I met the man from next door this morning. His name is John and his wife is Johanna. He is very personable. We were extolling the plenty of the fruit here in the orchard and he was explaining some of the special things, like a potato in the back yard. That will make Melaney happy. She likes potatoes better than pineapples.
I wish I could walk better than I do, I would like to be able to wander around the place like Melaney can. There is a lovely walk down the back of the property, to a river. John says it gets very turbulent in the rainy season.
John just came into the house with a bowl full of ylang ylang from a tree on our property. It is an aromatic green leaf like plant that is supposed to bring wellness to the home. I don’t believe in that kind of hocus pocus, but the thought was very nice. About an hour later it found its place in the garbage. (I wanted to keep it out of respect to the giver—Mel.)
Eduardo is the name of the computer man. He worked on the terminal for almost two whole days. He tried first one thing and then another. Finally at the end of the second day, between Melaney and Eduardo, they figured it out. Mel gave me the Cole’s Notes, in which the router was looking for 100 megabytes of input and with the great length of the cable, it was getting only 10. Once Eduardo reset the router to accept 10 megabytes, it worked and internet was coming into the computer. It was up for about 10 minutes, and went dead. She checked at the other house, and their internet was down as well, so that indicates a general outage. I hope it doesn’t go out when we are in a crucial operation. Melaney uses the computers so much.

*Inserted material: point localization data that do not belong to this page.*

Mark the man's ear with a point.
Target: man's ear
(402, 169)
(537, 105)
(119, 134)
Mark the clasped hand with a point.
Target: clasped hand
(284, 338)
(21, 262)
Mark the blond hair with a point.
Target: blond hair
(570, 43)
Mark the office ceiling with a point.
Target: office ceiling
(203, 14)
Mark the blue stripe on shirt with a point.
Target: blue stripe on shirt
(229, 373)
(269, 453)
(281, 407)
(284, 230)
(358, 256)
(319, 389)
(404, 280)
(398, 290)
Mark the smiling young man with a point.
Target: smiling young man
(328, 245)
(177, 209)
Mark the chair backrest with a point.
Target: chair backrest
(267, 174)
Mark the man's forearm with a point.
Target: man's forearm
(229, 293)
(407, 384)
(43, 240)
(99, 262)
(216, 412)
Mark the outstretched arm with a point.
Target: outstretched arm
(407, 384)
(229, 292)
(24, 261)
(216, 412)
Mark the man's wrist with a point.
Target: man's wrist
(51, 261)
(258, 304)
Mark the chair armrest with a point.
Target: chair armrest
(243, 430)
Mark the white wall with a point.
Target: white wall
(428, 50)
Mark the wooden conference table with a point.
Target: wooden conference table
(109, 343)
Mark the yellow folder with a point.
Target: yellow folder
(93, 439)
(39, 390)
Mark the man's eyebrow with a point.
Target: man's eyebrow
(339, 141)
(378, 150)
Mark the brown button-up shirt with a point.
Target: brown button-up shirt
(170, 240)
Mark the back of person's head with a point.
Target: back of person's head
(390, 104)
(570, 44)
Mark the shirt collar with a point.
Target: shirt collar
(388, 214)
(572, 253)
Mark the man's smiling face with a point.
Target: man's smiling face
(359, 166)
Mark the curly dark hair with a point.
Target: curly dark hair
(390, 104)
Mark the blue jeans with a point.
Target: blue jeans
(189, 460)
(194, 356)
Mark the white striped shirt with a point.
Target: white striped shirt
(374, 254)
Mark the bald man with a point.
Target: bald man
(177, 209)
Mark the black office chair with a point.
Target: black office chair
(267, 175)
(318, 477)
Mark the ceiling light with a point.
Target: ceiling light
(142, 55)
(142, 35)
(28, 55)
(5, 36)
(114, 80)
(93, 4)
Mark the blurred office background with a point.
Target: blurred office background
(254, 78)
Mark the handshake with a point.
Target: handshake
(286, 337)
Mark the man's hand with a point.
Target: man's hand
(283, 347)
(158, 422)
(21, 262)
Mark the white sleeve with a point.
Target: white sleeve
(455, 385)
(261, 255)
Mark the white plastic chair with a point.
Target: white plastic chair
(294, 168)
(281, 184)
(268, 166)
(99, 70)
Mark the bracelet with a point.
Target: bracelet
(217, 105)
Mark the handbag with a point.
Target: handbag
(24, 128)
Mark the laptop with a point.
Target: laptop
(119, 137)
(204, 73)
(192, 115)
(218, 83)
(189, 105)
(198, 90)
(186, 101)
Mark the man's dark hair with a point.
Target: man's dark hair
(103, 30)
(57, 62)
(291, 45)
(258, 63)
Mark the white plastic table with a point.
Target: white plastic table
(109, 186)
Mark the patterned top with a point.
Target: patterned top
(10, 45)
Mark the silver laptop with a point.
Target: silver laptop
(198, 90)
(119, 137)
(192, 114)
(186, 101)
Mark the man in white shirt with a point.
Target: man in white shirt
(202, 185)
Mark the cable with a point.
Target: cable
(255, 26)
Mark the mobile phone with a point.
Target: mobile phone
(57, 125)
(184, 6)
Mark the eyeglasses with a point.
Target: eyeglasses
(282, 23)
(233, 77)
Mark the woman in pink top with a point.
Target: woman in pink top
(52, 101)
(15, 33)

Eduardo left, and said she would have to try it out in the morning.
Eduardo was paid 50,000 colones, the equivalent of $100 for this router. She checked online, and the same router would sell retail for under $40, so he was paid well for his work out here. As it happens, he also tried to hit Rita up for another 5,000 ($10.) She phoned Melaney and was told about the whole fiasco, and that Eduardo was paid well for his troubles out here, plus he got some education in setting up wireless networks.
We tried out the computer the next morning and it didn’t work. Melaney worked on it, resetting and reconfiguring the router. After 40 minutes of effort she got it to work. It was satisfying that Melaney could do in 40 minutes by herself what the technician couldn’t do in two days. Too bad she doesn’t get paid for it.

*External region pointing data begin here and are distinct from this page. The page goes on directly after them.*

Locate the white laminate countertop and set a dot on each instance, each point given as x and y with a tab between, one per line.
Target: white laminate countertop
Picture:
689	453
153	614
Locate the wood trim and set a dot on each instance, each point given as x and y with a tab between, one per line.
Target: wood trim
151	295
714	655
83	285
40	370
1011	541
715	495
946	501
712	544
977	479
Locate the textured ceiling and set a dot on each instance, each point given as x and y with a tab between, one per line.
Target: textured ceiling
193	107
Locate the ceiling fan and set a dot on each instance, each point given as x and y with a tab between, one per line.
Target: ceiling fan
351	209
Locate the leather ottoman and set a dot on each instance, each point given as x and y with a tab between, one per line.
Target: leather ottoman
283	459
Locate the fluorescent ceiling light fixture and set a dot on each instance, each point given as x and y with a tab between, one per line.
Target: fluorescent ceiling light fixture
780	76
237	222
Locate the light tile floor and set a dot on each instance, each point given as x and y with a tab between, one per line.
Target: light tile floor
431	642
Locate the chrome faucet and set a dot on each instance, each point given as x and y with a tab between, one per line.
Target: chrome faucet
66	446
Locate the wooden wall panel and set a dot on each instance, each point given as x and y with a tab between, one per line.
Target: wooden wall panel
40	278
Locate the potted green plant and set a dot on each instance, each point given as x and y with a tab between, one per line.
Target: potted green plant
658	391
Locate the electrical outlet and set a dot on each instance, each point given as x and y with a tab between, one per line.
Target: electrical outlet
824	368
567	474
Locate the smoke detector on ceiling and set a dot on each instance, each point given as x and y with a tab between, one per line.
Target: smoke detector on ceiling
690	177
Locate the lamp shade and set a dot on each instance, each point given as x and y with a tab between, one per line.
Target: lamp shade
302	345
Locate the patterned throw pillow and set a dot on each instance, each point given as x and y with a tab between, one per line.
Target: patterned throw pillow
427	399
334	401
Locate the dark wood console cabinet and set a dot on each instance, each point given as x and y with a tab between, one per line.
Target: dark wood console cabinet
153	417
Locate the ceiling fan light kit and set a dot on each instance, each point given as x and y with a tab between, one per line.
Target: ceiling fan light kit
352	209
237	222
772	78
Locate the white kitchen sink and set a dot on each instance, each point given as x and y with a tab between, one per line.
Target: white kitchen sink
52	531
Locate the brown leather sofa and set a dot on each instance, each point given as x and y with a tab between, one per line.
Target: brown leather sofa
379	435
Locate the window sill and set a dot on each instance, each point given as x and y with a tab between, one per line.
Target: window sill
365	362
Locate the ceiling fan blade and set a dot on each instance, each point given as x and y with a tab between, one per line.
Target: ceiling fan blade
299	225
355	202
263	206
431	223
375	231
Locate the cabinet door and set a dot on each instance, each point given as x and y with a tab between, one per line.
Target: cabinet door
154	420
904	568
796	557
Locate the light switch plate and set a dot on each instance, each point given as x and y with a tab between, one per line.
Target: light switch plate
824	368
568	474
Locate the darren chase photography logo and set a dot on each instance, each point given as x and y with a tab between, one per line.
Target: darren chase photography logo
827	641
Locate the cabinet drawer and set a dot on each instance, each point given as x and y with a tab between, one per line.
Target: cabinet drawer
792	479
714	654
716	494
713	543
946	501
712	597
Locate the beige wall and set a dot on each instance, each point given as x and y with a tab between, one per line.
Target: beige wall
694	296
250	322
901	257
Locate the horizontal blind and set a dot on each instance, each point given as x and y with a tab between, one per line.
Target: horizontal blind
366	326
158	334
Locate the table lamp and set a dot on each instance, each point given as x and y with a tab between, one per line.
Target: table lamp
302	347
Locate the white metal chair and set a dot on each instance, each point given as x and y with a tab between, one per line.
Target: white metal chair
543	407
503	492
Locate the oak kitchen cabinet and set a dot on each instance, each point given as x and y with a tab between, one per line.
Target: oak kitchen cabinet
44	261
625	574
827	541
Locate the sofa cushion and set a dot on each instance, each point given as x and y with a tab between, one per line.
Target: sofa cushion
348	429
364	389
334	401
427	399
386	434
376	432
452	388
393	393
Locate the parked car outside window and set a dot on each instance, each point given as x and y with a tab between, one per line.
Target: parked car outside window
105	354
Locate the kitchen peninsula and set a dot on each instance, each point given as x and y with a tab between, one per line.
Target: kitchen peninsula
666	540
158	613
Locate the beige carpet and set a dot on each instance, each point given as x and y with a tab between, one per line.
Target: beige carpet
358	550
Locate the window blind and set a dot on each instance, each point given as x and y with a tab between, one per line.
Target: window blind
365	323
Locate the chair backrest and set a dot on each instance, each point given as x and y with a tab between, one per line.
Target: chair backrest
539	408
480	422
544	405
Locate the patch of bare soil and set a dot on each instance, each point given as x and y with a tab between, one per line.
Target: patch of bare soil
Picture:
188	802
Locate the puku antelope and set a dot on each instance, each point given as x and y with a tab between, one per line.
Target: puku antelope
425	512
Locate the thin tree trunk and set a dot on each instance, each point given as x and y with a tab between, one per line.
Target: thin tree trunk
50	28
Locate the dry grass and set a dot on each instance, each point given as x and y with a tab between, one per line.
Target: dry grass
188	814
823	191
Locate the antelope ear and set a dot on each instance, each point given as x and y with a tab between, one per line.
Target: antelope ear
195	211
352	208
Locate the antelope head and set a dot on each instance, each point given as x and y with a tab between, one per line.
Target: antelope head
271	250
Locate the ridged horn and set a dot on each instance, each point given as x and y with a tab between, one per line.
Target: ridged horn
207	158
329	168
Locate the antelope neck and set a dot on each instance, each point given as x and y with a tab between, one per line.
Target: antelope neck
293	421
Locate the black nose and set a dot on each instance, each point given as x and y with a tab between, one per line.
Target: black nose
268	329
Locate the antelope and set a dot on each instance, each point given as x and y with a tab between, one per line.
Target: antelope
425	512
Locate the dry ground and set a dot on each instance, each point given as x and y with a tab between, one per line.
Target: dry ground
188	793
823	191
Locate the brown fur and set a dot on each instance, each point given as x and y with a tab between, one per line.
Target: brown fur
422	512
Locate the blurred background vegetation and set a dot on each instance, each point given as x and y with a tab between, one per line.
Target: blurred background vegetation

Melaney spent the whole day on the internet. She didn’t think my laptop would support the wireless network because it had been showing signs of old age and malfunction, but it did, loud and clear. In all, we have two full sized laptops and two notebook computers on the wireless network. We should be well set up. It is so much faster than the little plug in toy that we were using at first. Now we can be in contact around the world.Our octopus network of electrical wires in the sitting room is still on for power.